Sealing drafts is one of the best—and smartest—ways to reduce your home's energy costs in winter and summer alike. While the concept is easy to understand, there's plenty to know about the various types of weatherstripping products and how they are best used.
Weatherstripping is a time-honored method of minimizing window and door drafts. In the winter, weatherstripping prevents heated air from escaping the home and bars the entry of cold from the outdoors. In the summer, weatherstripping performs the identical role, except at that time of year, the air inside tends to be cool (in a house with air conditioning, at least), and the air outside tends not to be. Most homeowners have heard of weatherstripping and are comfortable with the concept, but some are intimidated by the highfalutin name, because it may conjure up images of a complex system or an elaborate installation process. The reality, however, is not at all scary. Weatherstripping refers to a group of straightforward, easy-to-install products that do nothing more than seal gaps in house components that swing, slide, or lift. Here is a rundown of the most popular weatherstripping products.
Weatherstripping tapes are popular and inexpensive. Made of compressible, flexible material, these work well to fill irregular gaps. Most foam tapes and felt strips can be cut to size with scissors, and because they’re self-adhesive, they are very easy to install. Be sure, however, that you are applying the product to a clean surface.
Best uses: doorstops, casement window stops, double-hung window rails
V-strips are made of vinyl or thin, flexible lengths of metal. The former option costs less and is easier to put in because one side of the vinyl self-adheres; metal V-strips are nailed into place. In either case, installation involves removing the window sashes to access the channels along which they slide.
Best uses: meeting rails, double-hung window jambs, window stops
Tubular in shape and rubber-like in composition, gasket-style weatherstripping installs along the bottom of exterior doors by means of nails or screws. (Door sweeps are more common for this application.) A gasket might also be employed to seal between an overhead garage door and the concrete floor slab.
Best uses: exterior doors, garage doors
Door sweeps, which are made of vinyl or rubber, or of bristles with a backing, attach via screws to the bottom of an exterior door. They are commonly available at hardware stores and home improvement centers; some door sweeps go on the outside, while others are meant for the inside. Consult the manufacturer’s instructions.
Best uses: exterior doors
Every home is different, of course. Each has its own quirks and idiosyncrasies—and particularly in older constructions, a host of air leaks that defy general, one-size-fits-all classification. Still, the following are perhaps the most common places where homeowners use weatherstripping to improve air sealing:
• Exterior doors (including French doors and sliding patio doors)
• Attic hatchways
• Doors to nonconditioned spaces (for example, from the house to the garage)
• Garage doors
• Windows (casement, sliding, awning, and double-hung)

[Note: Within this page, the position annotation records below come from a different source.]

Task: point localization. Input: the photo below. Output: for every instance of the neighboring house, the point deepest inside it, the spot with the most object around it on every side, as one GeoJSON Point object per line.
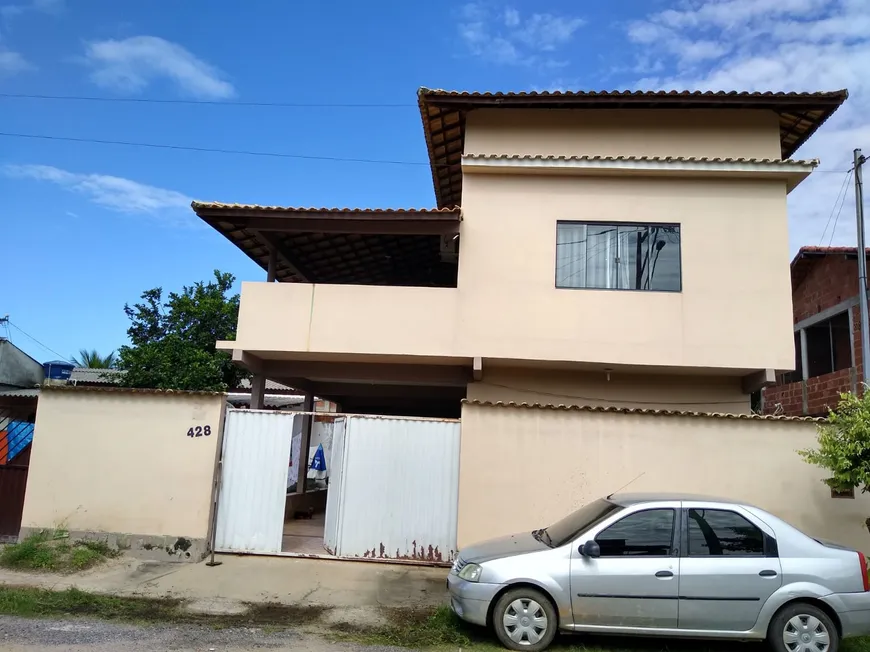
{"type": "Point", "coordinates": [827, 336]}
{"type": "Point", "coordinates": [17, 369]}
{"type": "Point", "coordinates": [613, 249]}
{"type": "Point", "coordinates": [278, 396]}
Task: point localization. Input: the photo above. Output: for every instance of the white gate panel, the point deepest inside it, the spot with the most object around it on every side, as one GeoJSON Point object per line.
{"type": "Point", "coordinates": [399, 488]}
{"type": "Point", "coordinates": [334, 465]}
{"type": "Point", "coordinates": [255, 458]}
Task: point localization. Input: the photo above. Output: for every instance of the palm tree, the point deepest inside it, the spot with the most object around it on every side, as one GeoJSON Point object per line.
{"type": "Point", "coordinates": [94, 360]}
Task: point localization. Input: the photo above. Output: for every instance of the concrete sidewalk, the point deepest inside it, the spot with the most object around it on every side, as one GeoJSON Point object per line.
{"type": "Point", "coordinates": [358, 591]}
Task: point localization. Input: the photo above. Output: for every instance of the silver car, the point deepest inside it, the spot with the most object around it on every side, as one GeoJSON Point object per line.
{"type": "Point", "coordinates": [665, 565]}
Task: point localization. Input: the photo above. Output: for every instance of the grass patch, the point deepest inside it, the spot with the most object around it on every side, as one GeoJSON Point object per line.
{"type": "Point", "coordinates": [29, 602]}
{"type": "Point", "coordinates": [40, 603]}
{"type": "Point", "coordinates": [414, 628]}
{"type": "Point", "coordinates": [52, 551]}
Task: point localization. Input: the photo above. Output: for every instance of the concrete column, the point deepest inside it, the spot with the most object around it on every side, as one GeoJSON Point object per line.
{"type": "Point", "coordinates": [273, 265]}
{"type": "Point", "coordinates": [258, 391]}
{"type": "Point", "coordinates": [305, 444]}
{"type": "Point", "coordinates": [805, 371]}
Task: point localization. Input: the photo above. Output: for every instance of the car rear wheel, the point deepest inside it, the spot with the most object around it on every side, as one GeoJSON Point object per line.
{"type": "Point", "coordinates": [525, 619]}
{"type": "Point", "coordinates": [801, 627]}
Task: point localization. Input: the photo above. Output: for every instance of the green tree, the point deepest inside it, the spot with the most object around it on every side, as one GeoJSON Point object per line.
{"type": "Point", "coordinates": [93, 360]}
{"type": "Point", "coordinates": [172, 341]}
{"type": "Point", "coordinates": [844, 444]}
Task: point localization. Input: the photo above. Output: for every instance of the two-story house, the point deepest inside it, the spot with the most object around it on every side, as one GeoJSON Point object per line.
{"type": "Point", "coordinates": [603, 278]}
{"type": "Point", "coordinates": [623, 249]}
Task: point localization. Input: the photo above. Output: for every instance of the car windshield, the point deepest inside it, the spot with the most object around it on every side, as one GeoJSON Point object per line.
{"type": "Point", "coordinates": [563, 531]}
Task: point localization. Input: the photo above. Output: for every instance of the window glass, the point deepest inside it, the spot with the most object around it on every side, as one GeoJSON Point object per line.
{"type": "Point", "coordinates": [717, 532]}
{"type": "Point", "coordinates": [642, 534]}
{"type": "Point", "coordinates": [618, 256]}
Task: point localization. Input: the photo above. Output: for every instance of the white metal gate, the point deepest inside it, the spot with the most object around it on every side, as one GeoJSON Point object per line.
{"type": "Point", "coordinates": [256, 449]}
{"type": "Point", "coordinates": [393, 485]}
{"type": "Point", "coordinates": [397, 482]}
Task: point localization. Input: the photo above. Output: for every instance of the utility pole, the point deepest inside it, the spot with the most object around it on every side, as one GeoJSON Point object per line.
{"type": "Point", "coordinates": [862, 267]}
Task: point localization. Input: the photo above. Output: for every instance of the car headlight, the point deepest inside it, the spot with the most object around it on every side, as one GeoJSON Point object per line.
{"type": "Point", "coordinates": [471, 573]}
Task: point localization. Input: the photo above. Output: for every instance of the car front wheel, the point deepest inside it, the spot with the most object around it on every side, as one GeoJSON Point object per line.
{"type": "Point", "coordinates": [525, 619]}
{"type": "Point", "coordinates": [801, 627]}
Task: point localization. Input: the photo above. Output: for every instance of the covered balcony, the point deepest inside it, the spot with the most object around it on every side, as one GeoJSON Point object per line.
{"type": "Point", "coordinates": [358, 307]}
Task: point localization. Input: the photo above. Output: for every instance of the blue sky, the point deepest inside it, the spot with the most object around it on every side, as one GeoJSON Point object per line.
{"type": "Point", "coordinates": [88, 227]}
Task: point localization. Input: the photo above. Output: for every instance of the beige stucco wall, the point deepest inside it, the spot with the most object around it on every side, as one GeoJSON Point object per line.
{"type": "Point", "coordinates": [362, 319]}
{"type": "Point", "coordinates": [710, 133]}
{"type": "Point", "coordinates": [560, 387]}
{"type": "Point", "coordinates": [121, 462]}
{"type": "Point", "coordinates": [549, 462]}
{"type": "Point", "coordinates": [734, 310]}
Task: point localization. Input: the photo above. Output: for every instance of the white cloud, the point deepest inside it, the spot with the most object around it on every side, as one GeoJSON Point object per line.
{"type": "Point", "coordinates": [12, 63]}
{"type": "Point", "coordinates": [41, 6]}
{"type": "Point", "coordinates": [508, 37]}
{"type": "Point", "coordinates": [114, 193]}
{"type": "Point", "coordinates": [132, 64]}
{"type": "Point", "coordinates": [762, 45]}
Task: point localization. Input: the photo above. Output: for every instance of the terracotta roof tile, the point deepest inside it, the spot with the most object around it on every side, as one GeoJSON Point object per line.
{"type": "Point", "coordinates": [806, 256]}
{"type": "Point", "coordinates": [305, 209]}
{"type": "Point", "coordinates": [643, 411]}
{"type": "Point", "coordinates": [443, 114]}
{"type": "Point", "coordinates": [656, 159]}
{"type": "Point", "coordinates": [840, 94]}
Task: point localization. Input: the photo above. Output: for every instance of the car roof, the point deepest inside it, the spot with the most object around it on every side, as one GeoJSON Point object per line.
{"type": "Point", "coordinates": [628, 499]}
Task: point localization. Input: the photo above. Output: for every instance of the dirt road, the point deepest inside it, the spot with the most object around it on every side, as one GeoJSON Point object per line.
{"type": "Point", "coordinates": [78, 635]}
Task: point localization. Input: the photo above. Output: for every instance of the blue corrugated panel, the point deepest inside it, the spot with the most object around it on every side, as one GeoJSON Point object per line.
{"type": "Point", "coordinates": [18, 435]}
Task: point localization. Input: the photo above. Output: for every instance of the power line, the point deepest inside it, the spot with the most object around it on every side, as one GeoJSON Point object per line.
{"type": "Point", "coordinates": [146, 100]}
{"type": "Point", "coordinates": [28, 335]}
{"type": "Point", "coordinates": [242, 152]}
{"type": "Point", "coordinates": [834, 207]}
{"type": "Point", "coordinates": [212, 150]}
{"type": "Point", "coordinates": [837, 219]}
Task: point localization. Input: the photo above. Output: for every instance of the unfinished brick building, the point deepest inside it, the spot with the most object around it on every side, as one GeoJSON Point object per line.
{"type": "Point", "coordinates": [827, 334]}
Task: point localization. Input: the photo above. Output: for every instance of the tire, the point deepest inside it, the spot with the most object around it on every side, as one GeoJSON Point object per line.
{"type": "Point", "coordinates": [525, 619]}
{"type": "Point", "coordinates": [800, 627]}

First, seal any gaps around doors or hatchways that connect to the attic—this is where air pressure and air leakage are greatest. Next, check exterior doors; if you see daylight around a closed door, install weatherstripping. By the same token, if your windows rattle in the wind, that’s a pretty sure sign that they too would benefit from weatherstripping. On a cold day, it’s easy to judge these things: If the area feels chilly to the touch, weatherstripping is (at least part of) the answer.